Before I start writing about my most recent trip to South East Asia I ought to tell you what happened in my life, photographically and beyond. In the process I will try to find some reasonable excuse as to why I haven’t written that much lately (yes, I know, reader in front of your display… I should have written “zilch” instead of “that much” but I like this delusion of mine of having an active blog).
Well, excuse number one could be that after my trip in former Yugoslavia I haven’t travelled a lot, if you exclude some short and irregular trips in Europe and Italy. And that could be the end of it all, although that doesn’t sound like a reasonable excuse enough for my deafening silence: after all I could do like many other travel photographers and live off my archives with a fresh story/picture every second day.
The truth is that… I was focussing on something else, several other things to be honest.
First of all, after reading this interesting article by one of my favourite photographers, Drew Gardner (if you don’t know him, you should), I decided it was time for me to make a move towards video and so I enrolled into a local videoclub for a video-making course and started shooting with my camera (the battered 5D that’s been with me for a while).
Some hardcore photographers out there will shout at me with disdain but in all fairness it was an interesting experience. Not only I can confirm Drew’s words by saying that in the present competitive environment (oh I hate when people say “present competitive environment”, a bit of self loathing won’t hurt) it’s much easier to find an assignment when it comes to video-making, but it is also an interesting art to explore, one that can ultimately help photographers in developing their storytelling abilities and focussing a lot more on the overall story they are trying to convey with their still images. I could go on and on about the things I like about video-making but I’d rather invite other photographers like me to experiment with it, with no prejudices, and see for themselves. Oh, I don’t really want to talk about the negative sides of moving images with sound but be prepared to spend countless hours in front of a screen (no, you haven’t yet, not until you’ll have to watch again and again and again your own videos and find the perfect cut) and learn a whole new sets of skills. And no, unfortunately it’s not because you are an accomplished photographer that your newly created videos will win an Oscar for Best Cinematography.
If you are interested though, Mother YouTube is out there for you. Of the countless tutorials I’ve seen I wold recommend to start from the excellent series by the guys at NextWaveDV on shooting with your DSLR and then move to some tutorial for Premiere (the software I personally use), Final Cut or similar. Don’t be scared, I personally think the learning curve for Photoshop is much steeper…
Here you can see my very first production (admittedly funny, poor acting) along with an example of commissioned work (a commercial for a German-Italian association that fights eating disorders)(with a little timelapse in the end).

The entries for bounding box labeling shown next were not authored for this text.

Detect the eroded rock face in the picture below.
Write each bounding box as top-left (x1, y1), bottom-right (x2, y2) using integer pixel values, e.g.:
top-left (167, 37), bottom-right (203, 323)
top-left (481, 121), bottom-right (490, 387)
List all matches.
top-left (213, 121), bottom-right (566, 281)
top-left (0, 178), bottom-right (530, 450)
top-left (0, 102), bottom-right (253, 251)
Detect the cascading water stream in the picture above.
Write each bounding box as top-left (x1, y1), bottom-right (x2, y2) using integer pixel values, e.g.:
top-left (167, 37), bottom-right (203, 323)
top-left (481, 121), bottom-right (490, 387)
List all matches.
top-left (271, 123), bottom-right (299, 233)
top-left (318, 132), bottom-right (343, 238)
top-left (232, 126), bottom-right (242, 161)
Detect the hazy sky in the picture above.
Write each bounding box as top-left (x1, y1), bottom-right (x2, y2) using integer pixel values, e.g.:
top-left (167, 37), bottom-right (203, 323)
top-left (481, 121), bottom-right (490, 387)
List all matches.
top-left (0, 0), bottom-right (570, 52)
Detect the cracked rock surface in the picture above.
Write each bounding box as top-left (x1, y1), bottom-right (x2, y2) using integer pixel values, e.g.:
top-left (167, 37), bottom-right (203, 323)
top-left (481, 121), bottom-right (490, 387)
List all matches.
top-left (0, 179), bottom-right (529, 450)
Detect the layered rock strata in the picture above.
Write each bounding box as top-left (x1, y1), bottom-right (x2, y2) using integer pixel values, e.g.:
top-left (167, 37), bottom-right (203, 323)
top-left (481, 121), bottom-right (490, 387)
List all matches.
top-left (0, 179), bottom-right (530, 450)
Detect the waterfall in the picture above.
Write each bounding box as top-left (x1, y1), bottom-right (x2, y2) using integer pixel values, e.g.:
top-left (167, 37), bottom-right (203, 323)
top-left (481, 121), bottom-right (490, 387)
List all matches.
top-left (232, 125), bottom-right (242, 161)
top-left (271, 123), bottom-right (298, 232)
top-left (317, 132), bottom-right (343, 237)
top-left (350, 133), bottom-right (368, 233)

I would only like to point out that my love for photography is undiminished and I still derive the best of feelings when I hear the comforting sound of a mirror lifting up and leaving room for light. I did take some pictures during all this time but most was limited to commercial work or not travel related anyhow so it didn’t find room on this site. Oh, yeah, and a few random iPhone pictures:
Talking about photography: along with other friends and professionals I’ve started a company, Flabbergast V, whose aim is to provide the best photography contests on the internet. I’ve always felt that most of the competitions out there were falling short in some respects and we’ve tried to address these shortcomings to give participants the best and most fair experience. Our first competition about India (a country full of suggestions for so many photographers) went great and we’re now in the final phases of the contest and already preparing the next one. Setting up the company and the contest took a great deal of time but I’m quite proud of the results: check it out and spread the word!
The main reason that kept me from this blog though (and musing too much about travels) is that I was trying to find a certain… stability. After more than twelve years living and traveling abroad I felt it was time for me to stay in a place long enough so to create a stable base from which I could travel freely, knowing that I would have not to start from scratch on every comeback. I’d chosen Italy, my own country, as a base, I’ve met Sarah in the process and together we’re working with the simple goal of… making this world a better one.
She’s an anthropologist and a curator and together we worked on a series of social projects that have been quite successful so far. We’re now focussing on a new exhibition concept that mixes art, photography and personal experiences of immigrants living in Italy to foster integration of local foreign communities. More to come in the future but I’m really excited about the outcome! By establishing some durable connections here we hope we could then travel extensively without fearing every return…
And why haven’t I blogged more frequently when I was in Myanmar? Well, in a nutshell, intenet connections were so crappy that uploading a single picture would have taken forever. So I am writing my travel blog now, in January 2013, backdating this and every subsequent post to match my travel itinerary: I hope you don’t mind!